Building web apps from scratch - Request Parsing - Part 2

NOTE: This post is still a work in progress!! Our little web server is very cool, isn't it? The missing thing now, from a feature stand point, is sending a response based on what the client requested. But first, we need to improve its robustness a bit. There are some error corner cases that we haven't handled yet.

Handling partial sends

The first issue is relative to recv and send. We assumed that when we pass a buffer to send, the system will send the entire message or fail. This isn't correct. This function can also do partial sends. Lets say we want to send 100 bytes. The first time we send only 10 bytes may be sent, so we need to call send again with the remaining bytes

1	int send_all(SOCKET_TYPE sock, void *src, size_t num)
2	{
3	size_t sent = 0;
4	while (sent < num) {
5	int just_sent = send(sock, (char*) src + sent, num - sent, 0);
6	if (just_sent < 0) return -1;
7	sent += (size_t) just_sent;
8	}
9	return sent;
10	}
11

This function calls send multiple times until every byte has been sent.

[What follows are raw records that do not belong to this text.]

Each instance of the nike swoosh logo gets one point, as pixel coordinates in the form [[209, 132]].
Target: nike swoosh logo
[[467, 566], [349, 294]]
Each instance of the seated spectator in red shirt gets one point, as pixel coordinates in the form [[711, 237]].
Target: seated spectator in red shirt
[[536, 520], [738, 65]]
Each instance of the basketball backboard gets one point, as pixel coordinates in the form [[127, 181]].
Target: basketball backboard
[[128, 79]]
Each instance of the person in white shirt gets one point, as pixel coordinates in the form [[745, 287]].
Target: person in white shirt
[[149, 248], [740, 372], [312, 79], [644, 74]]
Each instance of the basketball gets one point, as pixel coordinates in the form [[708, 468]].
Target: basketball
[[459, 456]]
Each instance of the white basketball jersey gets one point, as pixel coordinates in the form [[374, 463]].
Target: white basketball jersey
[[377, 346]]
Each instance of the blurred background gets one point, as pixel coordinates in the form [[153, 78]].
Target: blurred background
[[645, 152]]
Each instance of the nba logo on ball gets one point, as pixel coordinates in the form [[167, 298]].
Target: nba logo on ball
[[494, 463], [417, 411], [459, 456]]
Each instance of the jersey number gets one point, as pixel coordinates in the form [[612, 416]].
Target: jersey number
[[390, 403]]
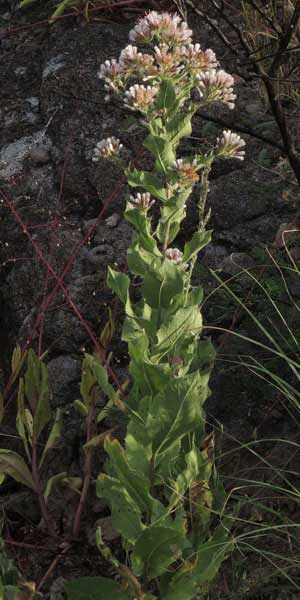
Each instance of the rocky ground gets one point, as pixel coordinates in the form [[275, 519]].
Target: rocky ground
[[52, 114]]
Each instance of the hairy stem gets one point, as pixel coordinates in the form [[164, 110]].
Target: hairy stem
[[87, 470], [38, 489]]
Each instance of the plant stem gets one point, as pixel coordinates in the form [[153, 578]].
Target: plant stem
[[202, 218], [87, 470], [38, 489]]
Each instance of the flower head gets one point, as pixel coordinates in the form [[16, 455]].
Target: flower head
[[217, 85], [108, 148], [143, 201], [174, 255], [132, 60], [230, 145], [111, 71], [166, 28], [140, 97], [168, 61], [197, 60]]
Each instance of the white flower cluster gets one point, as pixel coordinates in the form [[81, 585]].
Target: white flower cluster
[[230, 145], [140, 97], [217, 85], [143, 201], [166, 28], [107, 149], [174, 56], [197, 59], [186, 172], [174, 255]]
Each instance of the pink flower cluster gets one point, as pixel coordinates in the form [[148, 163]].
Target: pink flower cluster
[[166, 28], [216, 85], [230, 145]]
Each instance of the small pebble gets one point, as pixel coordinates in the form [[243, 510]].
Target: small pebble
[[39, 156]]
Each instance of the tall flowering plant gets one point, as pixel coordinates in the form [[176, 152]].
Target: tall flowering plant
[[166, 500]]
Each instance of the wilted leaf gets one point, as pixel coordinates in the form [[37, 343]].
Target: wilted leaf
[[94, 588], [54, 436], [61, 481], [13, 465], [155, 550]]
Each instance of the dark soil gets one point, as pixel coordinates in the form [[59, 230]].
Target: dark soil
[[52, 103]]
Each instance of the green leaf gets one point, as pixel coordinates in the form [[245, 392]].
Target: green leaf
[[61, 481], [54, 436], [88, 387], [162, 151], [97, 440], [94, 588], [186, 321], [13, 465], [23, 420], [126, 515], [119, 284], [36, 391], [155, 550], [199, 240], [142, 224], [175, 411], [180, 126], [81, 408], [136, 485], [162, 284], [150, 183]]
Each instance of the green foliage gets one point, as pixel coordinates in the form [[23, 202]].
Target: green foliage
[[94, 588], [162, 487]]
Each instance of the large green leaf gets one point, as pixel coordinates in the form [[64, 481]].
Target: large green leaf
[[94, 588], [202, 568], [136, 485], [147, 181], [162, 150], [155, 550], [162, 285], [175, 411], [126, 515], [142, 223], [14, 465], [186, 321]]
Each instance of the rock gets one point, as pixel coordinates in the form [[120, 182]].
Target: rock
[[12, 155], [113, 220], [214, 255], [236, 262], [64, 375], [34, 102], [21, 71], [58, 586], [55, 64], [39, 156]]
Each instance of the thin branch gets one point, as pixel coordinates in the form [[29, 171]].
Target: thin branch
[[241, 129]]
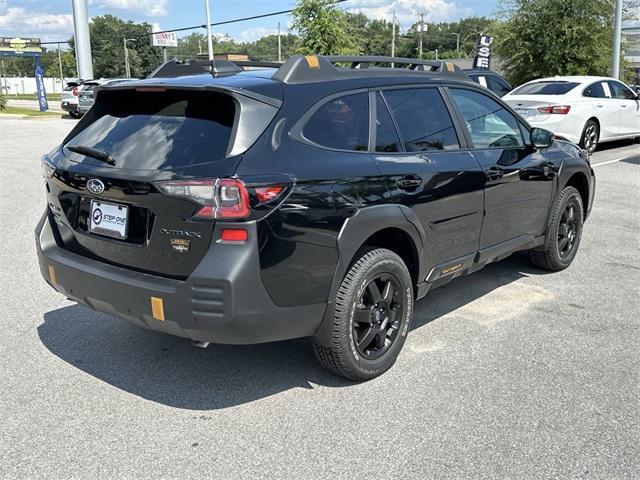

If an error occurs before sending all bytes, it returns early with -1. By using this function in place of send we made our server much more reliable! The recv function behaves in a similar way. Instead of worrying about sending only part of the bytes we need to worry about not receiving exactly how many bytes we had in our buffer. But since we are ignoring the incoming message for now, it does not make a difference.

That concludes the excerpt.